On April 2, after Publix learned one of its employees had tested positive, managers sent Gutierrez home to self-quarantine.
"This was inevitable, and Publix knew it," says Michael Levine, an attorney for the family. "And instead, they decided that wearing masks might scare off customers. The fact that they would choose profits over their employees is shameful."
Publix did not respond to an email from New Times seeking comment on the lawsuit.
By late March, the Occupational Safety and Health Administration (OSHA) notified Publix that a handful of employees at Florida locations had filed complaints about the mask rules.
By April, while other major retailers and grocers had implemented mask mandates for employees, Publix still had not. The company would wait until April 20 to put a mask requirement into effect.
According to the new lawsuit, a senior manager for Publix acknowledged in an April 3 email that stores had previously prohibited associates from wearing gloves and masks. The email said Publix would start to allow workers to wear PPE if they felt more comfortable doing so.
The email was sent one day after Gutierrez was sent home to self-quarantine.
The suit lists each of Gutierrez's four children as plaintiffs and says they're seeking damages for "the value of lost parental companionship, instruction and guidance, and mental pain and suffering from the date of his death," estimating the damages are well in excess of $30,000.
It doesn't list damages for the trip Jerry had planned to see his dad this summer. It doesn't list the days Gutierrez will miss at the beach, lying back in a chair for hours, tanning to a crisp. Or the chess games he might have played with his younger son, Rene. The Yankees games he'd recount with Jerry. The get-togethers with old friends, when they'd tell the same childhood anecdotes over and over. It doesn't mention Thanksgiving or Christmas or birthdays.

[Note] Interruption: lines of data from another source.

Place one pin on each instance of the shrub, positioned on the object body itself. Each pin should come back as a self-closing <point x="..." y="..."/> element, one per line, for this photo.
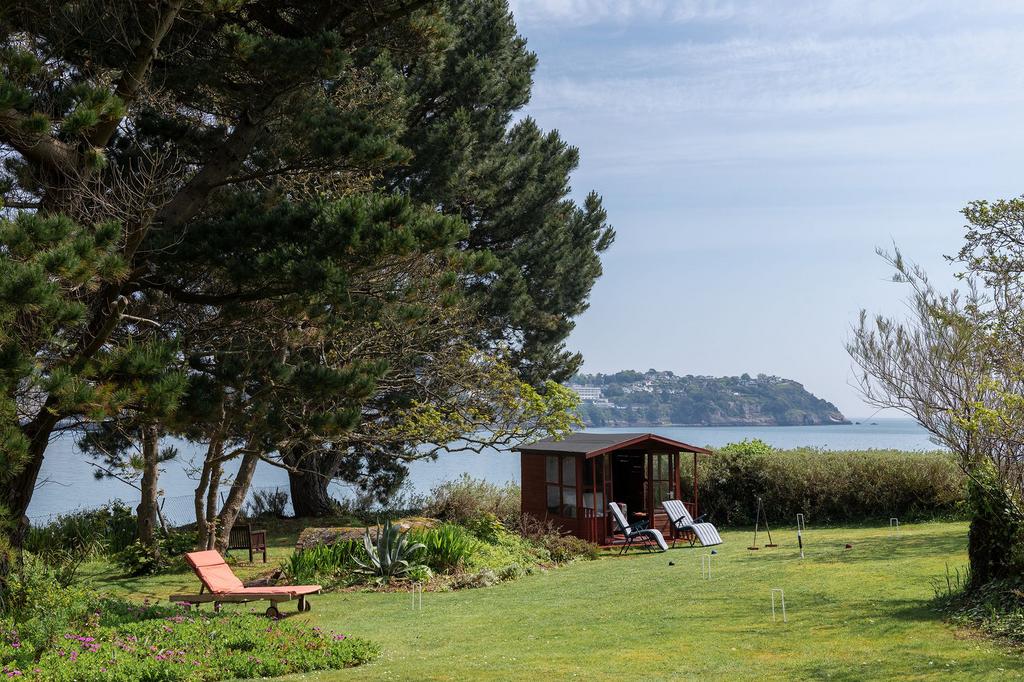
<point x="85" y="534"/>
<point x="322" y="563"/>
<point x="446" y="547"/>
<point x="559" y="547"/>
<point x="392" y="555"/>
<point x="38" y="609"/>
<point x="826" y="486"/>
<point x="267" y="504"/>
<point x="466" y="500"/>
<point x="568" y="548"/>
<point x="140" y="559"/>
<point x="182" y="646"/>
<point x="506" y="550"/>
<point x="996" y="607"/>
<point x="480" y="579"/>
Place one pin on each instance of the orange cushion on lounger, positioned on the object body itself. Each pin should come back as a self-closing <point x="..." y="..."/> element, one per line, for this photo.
<point x="215" y="573"/>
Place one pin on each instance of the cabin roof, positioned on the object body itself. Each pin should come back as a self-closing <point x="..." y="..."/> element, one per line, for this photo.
<point x="591" y="444"/>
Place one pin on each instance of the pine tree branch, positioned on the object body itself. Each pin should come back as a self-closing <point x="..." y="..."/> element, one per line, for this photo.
<point x="131" y="79"/>
<point x="39" y="148"/>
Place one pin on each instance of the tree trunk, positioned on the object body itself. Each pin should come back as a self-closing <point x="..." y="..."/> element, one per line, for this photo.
<point x="308" y="477"/>
<point x="23" y="485"/>
<point x="236" y="497"/>
<point x="995" y="541"/>
<point x="211" y="504"/>
<point x="147" y="506"/>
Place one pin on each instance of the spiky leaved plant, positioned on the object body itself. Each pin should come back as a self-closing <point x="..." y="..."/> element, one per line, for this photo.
<point x="391" y="555"/>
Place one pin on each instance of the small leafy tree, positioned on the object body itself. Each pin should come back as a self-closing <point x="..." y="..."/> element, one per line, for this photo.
<point x="949" y="367"/>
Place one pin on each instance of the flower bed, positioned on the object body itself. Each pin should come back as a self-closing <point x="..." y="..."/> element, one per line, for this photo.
<point x="120" y="641"/>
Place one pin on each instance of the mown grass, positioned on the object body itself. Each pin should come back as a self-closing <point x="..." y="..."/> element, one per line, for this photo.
<point x="859" y="613"/>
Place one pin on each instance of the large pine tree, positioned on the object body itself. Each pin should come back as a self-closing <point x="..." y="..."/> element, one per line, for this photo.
<point x="123" y="123"/>
<point x="510" y="183"/>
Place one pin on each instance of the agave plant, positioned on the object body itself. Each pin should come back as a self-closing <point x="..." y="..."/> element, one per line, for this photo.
<point x="391" y="556"/>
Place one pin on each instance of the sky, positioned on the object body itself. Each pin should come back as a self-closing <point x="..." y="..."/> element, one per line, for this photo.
<point x="753" y="157"/>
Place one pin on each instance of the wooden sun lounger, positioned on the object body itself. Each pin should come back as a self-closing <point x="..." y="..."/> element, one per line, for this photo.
<point x="633" y="535"/>
<point x="682" y="522"/>
<point x="221" y="586"/>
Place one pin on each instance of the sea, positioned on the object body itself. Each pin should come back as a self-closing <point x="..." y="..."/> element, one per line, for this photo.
<point x="69" y="482"/>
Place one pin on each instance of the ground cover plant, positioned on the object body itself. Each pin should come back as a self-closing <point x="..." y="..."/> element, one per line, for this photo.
<point x="55" y="632"/>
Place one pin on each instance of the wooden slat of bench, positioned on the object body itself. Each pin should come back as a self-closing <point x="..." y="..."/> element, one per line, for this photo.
<point x="275" y="597"/>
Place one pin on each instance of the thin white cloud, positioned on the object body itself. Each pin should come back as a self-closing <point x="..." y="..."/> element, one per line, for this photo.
<point x="786" y="14"/>
<point x="743" y="77"/>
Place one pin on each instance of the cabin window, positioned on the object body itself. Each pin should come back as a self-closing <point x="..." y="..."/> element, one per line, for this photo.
<point x="560" y="477"/>
<point x="660" y="477"/>
<point x="593" y="491"/>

"This is not going to be a happy holiday for us," Ariane says.
"He treated everyone with love," she says.
Gutierrez remained a stalwart Yankees fan in Florida and a loyal friend who kept in touch with a whole cast of characters back in New York: Vega, Flaco, Gino and Rosemary, Tony and Monica. He called regularly, and when the gang got together, they all called him Gucci — short for Gutierrez — a childhood nickname.
"Our friends used to want to hang out with him and his friends," Ariane says. "They were so funny."
Jerry says slicing meats and cheeses at Publix was just another job for Gutierrez, who had worked most of his life. He had not discussed retirement plans with his kids.
"He was still young. He was healthy," says 36-year-old Rene.
Rene says his father was his best friend. The two spent every one of Rene's birthdays together. Growing up, Gutierrez would sit and play PAC-MAN with Rene for hours after coming home from work. Gutierrez usually lost.
Gutierrez taught Rene the importance of self confidence. He showed his son how to act like a gentleman and demonstrated the ingredients necessary for looking sharp: collared shirt, nice watch, easy smile.
"When he came into a room, he had this aura about him," Rene says. "You knew he was a guy you could respect."
On April 28, the hospital called to tell the Gutierrez children it was time.
Rene made a desperate attempt to be with his dad. He went to the hospital, fell to his knees, and begged the staff to allow him to come inside the building and be with his father as he died. When he was eventually turned away, Rene went to his sister's home in Miami Beach, and they dialed into a Zoom video chat the nurse arranged in Gutierrez's hospital bed, where he lay unresponsive.
All of the children watched as their father took his final breaths. About 30 others — friends from New York and Tampa and Miami — popped into the chat, paying final respects. Overwhelmed by the outpouring, even the nurse operating the livestream wept.
"She said she thought that he heard us all," Ariane says.